Wie sicher ist KI? Safety und Security!

Ein erschreckendes Beispiel für einen KI-Fehler gab es kürzlich in Kanada. Ein Mann hatte Probleme mit dem Übertragen seiner Facebook-App auf ein neues Telefon und suchte nach Hilfe. Facebook bietet dort keinen telefonischen Support an, aber er fand trotzdem eine angebliche Facebook-Nummer. Wie in allen Awareness-Trainings immer gelehrt wird, wollte er die Nummer aber zuerst verifizieren. Also fragte er den Meta-AI-Chatbot und dieser bestätigte die Echtheit der Nummer. So rief er vertrauensvoll dort an. Das Resultat: Die Betrüger brachten ihn dazu, ihnen Zugriff auf sein Handy zu gewähren, und konnten so auf seine Kosten PayPal-Guthaben und Bitcoins erwerben.

„Beispiele wie diese zeigen uns, dass sich mittlerweile beim Einsatz von KI-Tools ganz neue Sicherheitsdimensionen ergeben. Die bekannten Begriffe „Safety“ und „Security“ müssen für den Einsatz von KI erweitert werden. Gerade bei der KI-Safety geht es nicht nur um klassische Maschinen, die Menschen körperlich wehtun können, sondern auch um andere negative Auswirkungen der KI auf die Gesellschaft und die Menschen. 

Mein Kollege Constantin Kirsch hat diese Aspekte in einem neuen Blogpost ausführlich dargelegt.

https://www.cbc.ca/news/canada/manitoba/facebook-customer-support-scam-1.7219581

Wenn versteckte Informationen öffentlich werden

Passend zum Top-Thema schauen wir uns jetzt eine ungewollte Veröffentlichung an, die passenderweise über die legendäre Full-Disclosure-Mailingliste bekannt gemacht wurde.

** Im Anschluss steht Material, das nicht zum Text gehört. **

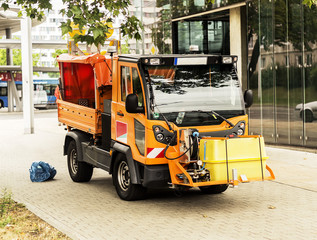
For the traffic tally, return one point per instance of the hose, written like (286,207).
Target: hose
(168,145)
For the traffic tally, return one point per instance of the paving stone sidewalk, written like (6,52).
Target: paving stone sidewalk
(281,209)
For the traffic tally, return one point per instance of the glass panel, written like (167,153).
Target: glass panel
(310,66)
(163,37)
(137,87)
(126,85)
(266,75)
(255,120)
(295,71)
(218,37)
(196,35)
(281,58)
(183,37)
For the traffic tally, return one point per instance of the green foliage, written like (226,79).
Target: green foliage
(90,16)
(17,59)
(309,3)
(125,48)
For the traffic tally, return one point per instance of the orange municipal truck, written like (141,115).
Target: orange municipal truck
(158,120)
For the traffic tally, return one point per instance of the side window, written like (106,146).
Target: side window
(137,87)
(126,86)
(3,91)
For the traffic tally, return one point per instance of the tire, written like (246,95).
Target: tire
(309,117)
(122,181)
(79,171)
(214,189)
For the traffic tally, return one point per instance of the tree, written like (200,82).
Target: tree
(16,57)
(94,16)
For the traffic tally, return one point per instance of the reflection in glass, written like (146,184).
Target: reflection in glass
(190,89)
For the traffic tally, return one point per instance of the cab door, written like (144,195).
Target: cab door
(130,128)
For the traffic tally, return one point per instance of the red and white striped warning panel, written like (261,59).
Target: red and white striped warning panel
(155,152)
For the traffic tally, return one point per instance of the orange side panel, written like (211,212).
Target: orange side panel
(79,117)
(87,59)
(103,73)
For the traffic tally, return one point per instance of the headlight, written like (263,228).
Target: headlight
(160,137)
(240,131)
(227,60)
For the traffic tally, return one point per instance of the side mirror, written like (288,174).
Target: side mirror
(131,104)
(248,98)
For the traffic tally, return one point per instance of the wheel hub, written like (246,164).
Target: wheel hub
(73,161)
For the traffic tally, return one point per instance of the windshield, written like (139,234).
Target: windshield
(181,91)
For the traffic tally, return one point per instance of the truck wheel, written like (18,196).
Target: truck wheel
(122,181)
(78,171)
(214,189)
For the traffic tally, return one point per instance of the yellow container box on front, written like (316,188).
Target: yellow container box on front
(246,154)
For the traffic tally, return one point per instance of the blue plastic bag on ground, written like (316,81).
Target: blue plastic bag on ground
(41,171)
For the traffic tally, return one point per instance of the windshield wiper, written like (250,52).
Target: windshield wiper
(212,113)
(164,104)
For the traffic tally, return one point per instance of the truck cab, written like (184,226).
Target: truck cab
(154,121)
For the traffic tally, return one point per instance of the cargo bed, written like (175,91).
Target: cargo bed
(79,117)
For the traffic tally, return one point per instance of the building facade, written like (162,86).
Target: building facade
(276,42)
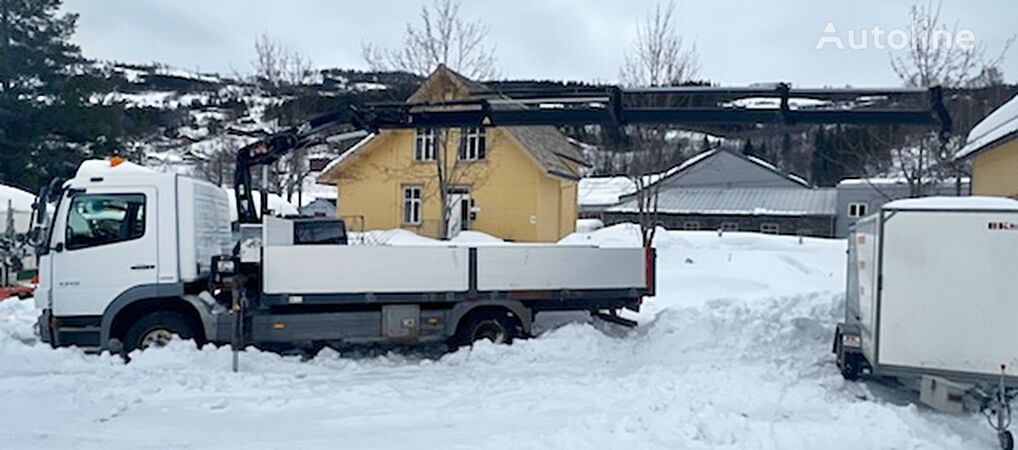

Ausgangspunkt war ein Forumsbeitrag, in dem mutmaßlich ein Microsoft-Mitarbeitender über einen Absturz berichtete und einen Crashdump anhängte. Crashdumps sind sehr hilfreich, um Abstürze zu rekonstruieren. Da man im Fehlerfall nicht weiß, was der Auslöser war, werden in den Crashdumps in der Regel recht großzügig Ausschnitte aus dem Hauptspeicher und andere Zustandsinformationen abgespeichert. Mit dieser Menge an Informationen kann ein Entwickelnder nicht nur den Zustand des Programms selbst, sondern auch mögliche Wechselwirkungen einsehen.

In diesem Fall wurde der Crashdump auf einem Entwickler-PC erstellt, auf dem auch mit Microsofts DRM-Lösung PlayReady gearbeitet wurde. Die notwendigen Konfigurationen und Quelldateien waren also vorhanden und – da kürzlich damit gearbeitet wurde – auch so geladen, dass sie im Crashdump mitgeliefert wurden. Der Crashdump enthielt damit alles Nötige, um den Kopierschutz selbst zu übersetzen. Da solche DRM-Lösungen das Brechen des Kopierschutzes primär durch Verschleierungen verzögern, war das ein schwerer Verlust.

Dass diese Daten sich so leicht rekonstruieren ließen, war dem Fragenden vermutlich nicht bewusst, obwohl die Forumsregeln explizit auf das Risiko hinweisen. Doch man braucht nicht erst auf solch technische Datenformate wie Crashdumps schauen – Ähnliches passiert auch regelmäßig mit Änderungsinformationen in Word-Dokumenten oder, wie letztes Jahr publik wurde, bei unvollständig abgeschnittenen Bildern.

https://seclists.org/fulldisclosure/2024/Jun/7

Threat Intelligence jetzt in unserem Blog

Bei unseren Einsätzen, in denen wir Kunden bei Sicherheitsvorfällen begleiten, erfahren wir auch viel über typische Vorgehensweisen von Angreifenden. Diese sogenannte Threat Intelligence kann sehr hilfreich sein, wenn wir bei weiteren Vorfällen auf die gleiche Angreifergruppe oder die gleichen Angriffstools stoßen. Um die Datenbasis für die Threat Intelligence zu vergrößern, tauschen wir uns auch mit Partnern aus.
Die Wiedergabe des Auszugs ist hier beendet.